Unser Problem ist, dass wir nur noch Einzelkinder haben. Früher gab es die Großfamilie. Das Schlimme ist, wir sind jetzt reich, haben die Wohnung, das Auto, sind gereist und schaffen uns jetzt noch ein Kind an, bei dem nicht gespart werden soll. Und da wir dann alle schon so alt sind, machen wir kein zweites mehr. Dieses Kind kann gar keine eigenen Erfahrungen machen, da es ständig im Mittelpunkt steht. Und dann hat man eben auch mehr Angst um dieses eine Kind, behütet es zu sehr.

Was muss ich beachten, wenn ich einen Spielplatz im urbanen Berlin oder im ländlichen Bayern baue?
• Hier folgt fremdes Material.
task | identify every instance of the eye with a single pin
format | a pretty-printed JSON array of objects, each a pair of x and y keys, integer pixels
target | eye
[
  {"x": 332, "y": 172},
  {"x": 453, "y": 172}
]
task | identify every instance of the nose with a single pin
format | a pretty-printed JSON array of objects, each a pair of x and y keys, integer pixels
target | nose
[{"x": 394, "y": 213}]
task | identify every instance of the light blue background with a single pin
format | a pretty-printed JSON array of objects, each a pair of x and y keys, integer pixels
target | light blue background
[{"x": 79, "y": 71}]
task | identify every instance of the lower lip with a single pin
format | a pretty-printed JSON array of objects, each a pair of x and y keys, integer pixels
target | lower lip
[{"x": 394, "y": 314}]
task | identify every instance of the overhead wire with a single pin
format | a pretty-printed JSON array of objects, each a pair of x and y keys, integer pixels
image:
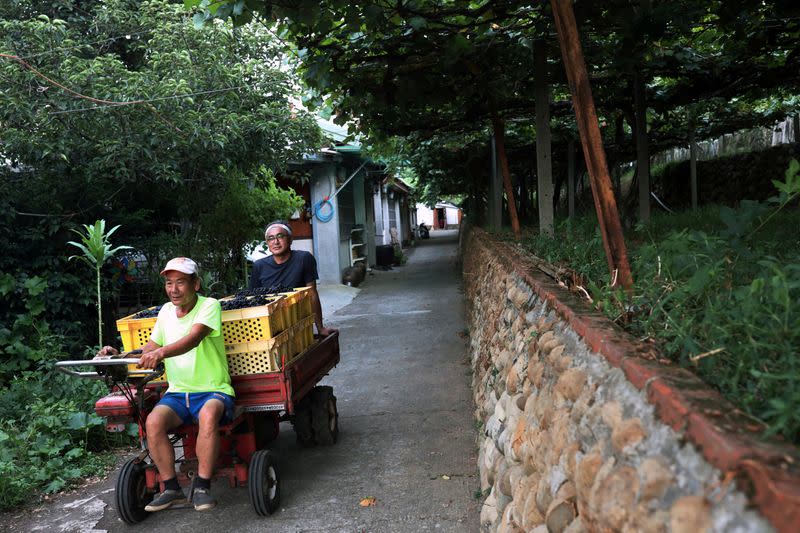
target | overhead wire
[{"x": 150, "y": 100}]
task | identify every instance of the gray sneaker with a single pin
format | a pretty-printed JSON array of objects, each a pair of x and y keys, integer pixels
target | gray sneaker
[
  {"x": 166, "y": 499},
  {"x": 203, "y": 500}
]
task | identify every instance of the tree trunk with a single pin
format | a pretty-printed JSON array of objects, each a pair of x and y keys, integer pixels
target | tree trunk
[
  {"x": 544, "y": 164},
  {"x": 693, "y": 166},
  {"x": 499, "y": 134},
  {"x": 642, "y": 148},
  {"x": 494, "y": 204},
  {"x": 593, "y": 152},
  {"x": 571, "y": 178}
]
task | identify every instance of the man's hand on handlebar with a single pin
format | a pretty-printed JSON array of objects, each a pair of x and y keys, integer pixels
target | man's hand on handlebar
[
  {"x": 152, "y": 358},
  {"x": 106, "y": 352}
]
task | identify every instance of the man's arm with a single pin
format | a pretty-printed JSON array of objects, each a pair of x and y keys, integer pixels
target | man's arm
[
  {"x": 154, "y": 354},
  {"x": 316, "y": 307}
]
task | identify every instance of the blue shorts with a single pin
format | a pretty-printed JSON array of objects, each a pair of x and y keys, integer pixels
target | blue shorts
[{"x": 187, "y": 405}]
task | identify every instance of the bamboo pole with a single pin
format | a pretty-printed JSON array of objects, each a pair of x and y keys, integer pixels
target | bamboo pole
[
  {"x": 499, "y": 138},
  {"x": 591, "y": 140}
]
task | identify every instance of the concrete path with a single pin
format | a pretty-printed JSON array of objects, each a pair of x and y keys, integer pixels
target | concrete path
[{"x": 407, "y": 433}]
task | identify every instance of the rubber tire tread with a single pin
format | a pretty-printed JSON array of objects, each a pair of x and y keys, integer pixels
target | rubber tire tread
[
  {"x": 321, "y": 397},
  {"x": 260, "y": 463},
  {"x": 302, "y": 422},
  {"x": 130, "y": 510}
]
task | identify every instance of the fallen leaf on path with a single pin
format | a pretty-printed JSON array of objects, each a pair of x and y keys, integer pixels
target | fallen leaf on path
[{"x": 368, "y": 501}]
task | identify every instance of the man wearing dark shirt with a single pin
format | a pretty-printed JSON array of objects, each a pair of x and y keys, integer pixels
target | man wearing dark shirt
[{"x": 287, "y": 268}]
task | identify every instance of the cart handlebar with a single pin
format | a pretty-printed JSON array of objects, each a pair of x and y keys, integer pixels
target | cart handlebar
[{"x": 106, "y": 366}]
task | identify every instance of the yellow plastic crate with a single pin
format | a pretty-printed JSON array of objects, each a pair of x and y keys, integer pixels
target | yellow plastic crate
[
  {"x": 259, "y": 357},
  {"x": 239, "y": 326},
  {"x": 302, "y": 335},
  {"x": 298, "y": 304},
  {"x": 255, "y": 323}
]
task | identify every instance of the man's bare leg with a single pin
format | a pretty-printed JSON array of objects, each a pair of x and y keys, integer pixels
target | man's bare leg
[
  {"x": 159, "y": 423},
  {"x": 208, "y": 437}
]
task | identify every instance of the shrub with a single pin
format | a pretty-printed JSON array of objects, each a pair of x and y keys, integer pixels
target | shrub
[{"x": 716, "y": 289}]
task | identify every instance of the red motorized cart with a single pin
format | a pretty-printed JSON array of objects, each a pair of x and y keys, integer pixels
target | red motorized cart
[{"x": 263, "y": 400}]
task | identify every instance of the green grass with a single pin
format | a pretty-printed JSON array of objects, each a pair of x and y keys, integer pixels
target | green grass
[
  {"x": 50, "y": 437},
  {"x": 714, "y": 293}
]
Auf dem Land brauchen wir eigentlich keine Spielplätze, da es dort genügend Wälder, Wiesen, Gärten und Freiflächen gibt. Aber wir brauchen Müttertreffpunkte, da ihnen zu Hause die Decke auf den Kopf fällt. Wir brauchen Treffpunkte, wo man gemütlich sitzen kann, möglichst Witterungs- und Sichtschutz hat. Die Mütter sollten eng zusammensitzen, damit sie sich leichter ansprechen können. Auf dem Land muss man mehr an die Mütter als an die Kinder denken.

Und in der Stadt?

In Hochhaussiedlungen brauche ich eher etwas, wo sich die Kinder abreagieren können. Sonst müssen die ja immer still sein und dürfen nicht rumtoben. Auf diesen Spielplätzen muss Krach sein, da brauche ich Geräte, große Drehscheiben, wo ich laufen und runterspringen kann. Oder große Schwinggeschichten oder Netze, wo ich rumklettern und laut sein kann. Ich muss auf diesen Spielplätzen Aggressionen ausleben können.

Wie ist es mit Mädchen und Jungen. Brauchen die andere Spielgeräte?
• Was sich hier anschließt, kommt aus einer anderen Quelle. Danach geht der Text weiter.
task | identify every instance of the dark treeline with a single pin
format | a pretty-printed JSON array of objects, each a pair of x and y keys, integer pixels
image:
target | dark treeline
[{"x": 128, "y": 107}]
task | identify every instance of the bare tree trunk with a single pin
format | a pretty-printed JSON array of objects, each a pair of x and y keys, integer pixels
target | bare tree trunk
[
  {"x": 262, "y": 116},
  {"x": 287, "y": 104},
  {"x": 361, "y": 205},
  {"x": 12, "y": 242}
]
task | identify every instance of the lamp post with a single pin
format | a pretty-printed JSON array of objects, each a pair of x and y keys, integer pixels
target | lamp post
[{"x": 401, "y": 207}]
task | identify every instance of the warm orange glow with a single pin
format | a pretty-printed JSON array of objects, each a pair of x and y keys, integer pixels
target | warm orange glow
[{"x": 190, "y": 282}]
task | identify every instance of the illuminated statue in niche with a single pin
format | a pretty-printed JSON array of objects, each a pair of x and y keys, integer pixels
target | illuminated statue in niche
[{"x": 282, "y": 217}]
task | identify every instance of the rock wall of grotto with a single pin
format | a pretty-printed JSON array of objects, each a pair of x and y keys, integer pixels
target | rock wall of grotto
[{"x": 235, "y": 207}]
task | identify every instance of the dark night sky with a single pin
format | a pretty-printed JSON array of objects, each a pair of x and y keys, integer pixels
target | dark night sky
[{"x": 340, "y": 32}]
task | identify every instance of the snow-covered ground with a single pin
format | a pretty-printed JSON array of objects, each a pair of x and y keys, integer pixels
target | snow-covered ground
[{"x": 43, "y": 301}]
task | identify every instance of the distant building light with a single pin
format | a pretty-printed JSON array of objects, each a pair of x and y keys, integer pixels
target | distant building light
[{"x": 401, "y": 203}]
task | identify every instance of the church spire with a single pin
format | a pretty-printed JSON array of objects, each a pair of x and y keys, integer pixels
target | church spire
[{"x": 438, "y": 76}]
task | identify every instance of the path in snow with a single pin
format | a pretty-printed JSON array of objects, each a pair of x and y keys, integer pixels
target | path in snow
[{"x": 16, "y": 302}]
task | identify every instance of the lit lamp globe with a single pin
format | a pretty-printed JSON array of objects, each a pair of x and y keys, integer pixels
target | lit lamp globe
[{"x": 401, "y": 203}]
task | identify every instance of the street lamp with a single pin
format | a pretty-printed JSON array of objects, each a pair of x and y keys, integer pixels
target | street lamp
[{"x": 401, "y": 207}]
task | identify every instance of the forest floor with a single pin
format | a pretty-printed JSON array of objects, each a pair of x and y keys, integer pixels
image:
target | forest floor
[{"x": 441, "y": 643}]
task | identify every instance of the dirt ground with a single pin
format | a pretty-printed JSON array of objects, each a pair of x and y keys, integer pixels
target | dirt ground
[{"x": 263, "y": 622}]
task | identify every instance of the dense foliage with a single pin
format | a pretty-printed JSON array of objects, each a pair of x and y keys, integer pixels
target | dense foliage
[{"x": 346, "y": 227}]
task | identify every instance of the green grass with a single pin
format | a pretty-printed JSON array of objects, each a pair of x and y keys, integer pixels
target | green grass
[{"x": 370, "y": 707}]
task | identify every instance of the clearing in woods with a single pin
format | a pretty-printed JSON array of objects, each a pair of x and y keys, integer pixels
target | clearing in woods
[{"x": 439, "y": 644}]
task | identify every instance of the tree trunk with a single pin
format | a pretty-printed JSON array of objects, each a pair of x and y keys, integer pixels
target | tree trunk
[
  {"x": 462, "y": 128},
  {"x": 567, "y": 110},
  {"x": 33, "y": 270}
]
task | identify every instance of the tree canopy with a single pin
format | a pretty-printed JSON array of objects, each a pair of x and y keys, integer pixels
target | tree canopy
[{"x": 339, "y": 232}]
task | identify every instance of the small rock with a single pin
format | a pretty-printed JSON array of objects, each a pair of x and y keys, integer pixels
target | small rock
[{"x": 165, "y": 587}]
Früher wurde viel darüber diskutiert und auch viel versucht. Aber das war auch wieder so ein Denkfehler der 68er Zeit. Unser Junge hat auch Puppen bekommen und das Mädchen Autos. Und was ist passiert? Sie hat die Autos gegen die Puppen getauscht und unser Sohn wollte nicht mit den Puppen spielen. Mädchen und Jungen sind unterschiedlich, aber auf dem Spielplatz gleicht sich das aus. Es gibt Mädchen, die größer, abenteuerlicher als Jungen sind, die höher klettern und weiter springen wollen. Jahrelang hat man versucht, unterschiedliche Spielgeräte für Mädchen und Jungen zu bauen. Es hat nicht funktioniert. Die Jungen haben an den vermeintlichen Mädchensachen gespielt. Zum Beispiel ein Häuschen: Mädchen spielen dort vielleicht Mutter, Vater, Kind und die Jungs vielleicht Cowboy. Oder sie spielen mit den Mädchen und sind dann der Familienvater. Es gibt keine spezifischen Jungen- oder Mädchengeräte. Alle Versuche sind gescheitert.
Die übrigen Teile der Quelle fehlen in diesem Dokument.